The reason Frank is not in his house is that he has gone to buy food for the partygoers. The party has been on for a couple of hours already. The first people to arrive were the Maasai Mbili crew, though seeing as Frank does live in Frank’s house, he was probably there before them, and as Clifton Gachagua, inaugural winner of the Sillerman First Book Prize for African Poetry and Frank’s best friend, semi-lives there, odds are that he was there before them too. Maasai Mbili, an artiste collective based in Kibera who were collaborators on Wanakuboeka Feelharmonic, are represented at today’s festivities by Jepkorir Rose and Bethuel Muthee (BM), who are also two of the three members of the curatorial collective, Naijographia; Anita Kavochy, who will in a few months have her first solo exhibition; Kevo Stero, he of the Jobless Corner Campus exhibition, patent pending; Ronics, who has been known to offer such truisms as Happiness ni ajali; and Greenman Mbilo, armchair philosopher and storyteller, for whom the most accurate description is one offered by the artist–academic Neo Musangi—who will also be at this party—that with Greenman, the stories he tells you couldn’t possibly be true, but because it is Greenman, you never really know.
By the time Frank goes off to get the eats, a couple of things will have happened. First, seven months before today, on the thirty-first occasion of Frank’s birthday, Clifton will have described him as the kindest man i have ever seen. he has in him in devils, but they do not compare/he has the care of he devil. he plans, he transcends. Then, Frank will have planned and transcended by making sure that there were bottles of Heineken and Teacher’s Whiskey and Konyagi and Gilbey’s and Smirnoff and Kibao and Blue Moon available. Ni Sato and we are going all night.
*
Earlier that day, we were somewhere on Ronald Ngala Street waiting for the Umoja matatu to fill up when the drugs began to take effect. Alexis Teyie, whose chapbook was published by the Africa Poetry Book Fund as part of New-Generation African Poets: Tano, said something like, ‘How far is Frank’s? Can we just take a cab and go?’ So we alighted from the matatu, hailed a cab, and off we zoom zoomed. Frank lives on the top floor of a five-storey apartment building, which like every other apartment building on this side of Nairobi does not have an elevator. Alex Teyie, excellent poet though they are, is not an excellent stair-climber, and so, as they struggled up those stairs, they said, ‘Hizi stairs jameni, I hope we are not coming down soon,’ a mostly unnecessary statement, since one does not go to Frank’s so that they can come down soon, a truism Alex did not know, since this was their first time at Frank’s.

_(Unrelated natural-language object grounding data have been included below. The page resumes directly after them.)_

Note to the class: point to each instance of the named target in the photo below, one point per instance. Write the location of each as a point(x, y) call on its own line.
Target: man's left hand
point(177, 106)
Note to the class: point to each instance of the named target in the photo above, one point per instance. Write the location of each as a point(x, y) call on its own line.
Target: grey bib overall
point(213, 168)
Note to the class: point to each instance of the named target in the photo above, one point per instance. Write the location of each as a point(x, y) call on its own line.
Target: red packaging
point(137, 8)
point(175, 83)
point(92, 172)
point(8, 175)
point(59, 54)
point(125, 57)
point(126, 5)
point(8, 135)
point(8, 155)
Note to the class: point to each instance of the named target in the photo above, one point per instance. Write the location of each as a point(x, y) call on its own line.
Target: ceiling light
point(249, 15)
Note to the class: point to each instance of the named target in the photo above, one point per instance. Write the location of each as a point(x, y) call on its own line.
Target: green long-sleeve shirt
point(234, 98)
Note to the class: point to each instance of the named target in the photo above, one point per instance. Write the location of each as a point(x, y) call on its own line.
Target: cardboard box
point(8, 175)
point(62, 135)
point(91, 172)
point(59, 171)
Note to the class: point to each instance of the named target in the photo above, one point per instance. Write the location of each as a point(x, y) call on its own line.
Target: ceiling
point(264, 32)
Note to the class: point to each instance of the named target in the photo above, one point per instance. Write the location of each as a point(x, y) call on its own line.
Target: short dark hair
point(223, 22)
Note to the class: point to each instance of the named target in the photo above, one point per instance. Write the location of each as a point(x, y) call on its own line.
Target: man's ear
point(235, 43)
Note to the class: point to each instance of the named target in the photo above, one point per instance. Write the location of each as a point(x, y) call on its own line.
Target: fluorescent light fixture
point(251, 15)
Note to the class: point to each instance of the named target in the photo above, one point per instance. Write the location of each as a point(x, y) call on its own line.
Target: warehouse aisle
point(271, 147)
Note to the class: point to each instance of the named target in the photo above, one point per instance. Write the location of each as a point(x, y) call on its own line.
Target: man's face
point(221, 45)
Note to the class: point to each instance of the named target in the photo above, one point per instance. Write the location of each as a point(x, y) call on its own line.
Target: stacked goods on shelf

Upstairs, the drinking had started, and the talking and the chilling. BM, true to his element, called everyone to read together. Idza L, a founder member of Jalada Africa, is present, and shouts across the room at Frank, declaring her love for his essay ‘Asiyefunzwa na Mamaye’, which had recently been published in Enkare Review’s second issue. A few Enkare Review members were present, and the editor who commissioned that essay smiled at Idza L’s statement. BM’s poetry had just been published in The Johannesburg Review of Books and a few people were talking about those poems. In one corner of the room, Frank was rigging one of his screens to stream the World Cup: France versus Argentina in the second round, a match Clifton was excited about: ‘I was going out with someone and she is in love with Kylian Mbappé, and so I have to watch this game.’ The audio from the football was muted; instead there was music playing from Frank’s stereo system. Right next to the speakers, as BM led the room in a reading of people’s work, Alex was squatting on the floor, back hunched over their laptop screen, doing their taxes, and it is unclear whether this was an indicator of Alex’s boringness at parties or a looming KRA deadline.
*
Wherever writers and poets and artistes are gathered, a party is never far off. This was certainly true of the Harlem Renaissance in nineteen-twenties New York, when A’Lelia Walker threw party after party in her lavish house on 136th Street, parties that lasted from ‘nine at eve till two in the morn’, parties at which, though she rarely drank, Zora Neale Hurston was the life of. At the same time, the Paris crowd were throwing their share of shindigs, with Zelda and F Scott Fitzgerald earning a reputation as the party-loving hub. F Scott’s magnum opus, The Great Gatsby, could, in fact, be described as a long, continuous party that only ended with the host’s death. A few decades later, The Beats dropped into town. William S Burroughs, who shot and killed his wife at a party. Jack Kerouac, who held a party on the road with another Beatnik, Neal Cassady, and wrote a book about it, a book that is sometimes considered a piece of great writing, and at other times considered a piece of great typing. Allen Ginsberg, who became a core part of the psychedelic movement of the nineteen-sixties. Ken Kesey, another psychedelic, whose parties, also known as Acid Tests, were the subject of Tom Wolfe’s novel The Electric Kool-Aid Acid Test. Wolfe, considered one of the central purveyors of New Journalism, is also famous for writing about a party thrown at Leonard Bernstein’s house in honour of the Black Panthers: ‘Radical Chic: That Party at Lenny’s’. His fellow New Journalist Truman Capote was also an avid partier, with the best known of his get-togethers being the Black and White Ball of 1966, thrown at the Plaza Hotel in honour of Katharine Graham, the publisher of the Washington Post.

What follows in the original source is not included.